An diesem 8. Mai 1945 verkündete Gross­admiral Karl Dönitz in seiner Rundfunk­ansprache zur Kapitulation des Deutschen Reiches: «Deutsche Männer und Frauen! In meiner Ansprache am 1. Mai, in der ich dem deutschen Volk den Tod des Führers und meine Bestimmung zu seinem Nachfolger mitteilte, habe ich es als meine erste Aufgabe bezeichnet, das Leben deutscher Menschen zu retten. Um dieses Ziel zu erreichen, habe ich in der Nacht vom 6. zum 7. Mai dem Ober­kommando der Wehrmacht den Auftrag gegeben, die bedingungs­lose Kapitulation für alle kämpfenden Truppen auf allen Kriegs­schauplätzen zu erklären. (...) Die in unzähligen Schlachten bewährten Soldaten der deutschen Wehrmacht treten den bitteren Weg in die Gefangenschaft an (...)»

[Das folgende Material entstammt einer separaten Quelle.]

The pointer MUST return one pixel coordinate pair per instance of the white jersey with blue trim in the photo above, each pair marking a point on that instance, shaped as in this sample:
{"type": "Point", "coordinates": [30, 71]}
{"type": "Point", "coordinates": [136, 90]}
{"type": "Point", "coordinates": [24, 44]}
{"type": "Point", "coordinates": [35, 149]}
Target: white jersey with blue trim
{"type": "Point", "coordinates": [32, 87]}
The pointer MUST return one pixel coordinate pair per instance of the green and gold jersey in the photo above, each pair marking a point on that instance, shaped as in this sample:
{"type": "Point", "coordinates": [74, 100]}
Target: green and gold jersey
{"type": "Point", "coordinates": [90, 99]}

Am 4. Mai hatte die Wehrmacht ein erstes Mal kapituliert. Am folgenden Tag stand der Urururur­enkel jenes Friedrichs von Friedrichsruh, Prinz Bernhard der Niederlande, das einstige Reiter-SS-Mitglied, nun als Kommandant der nieder­ländischen Streitkräfte, neben dem kanadischen General Foulkes und dem deutschen Ober­befehlshaber Blaskowitz im Hotel de Wereld in Wageningen, als die Kapitulation der deutschen Einheiten im noch besetzten Teil der Niederlande verhandelt wurde.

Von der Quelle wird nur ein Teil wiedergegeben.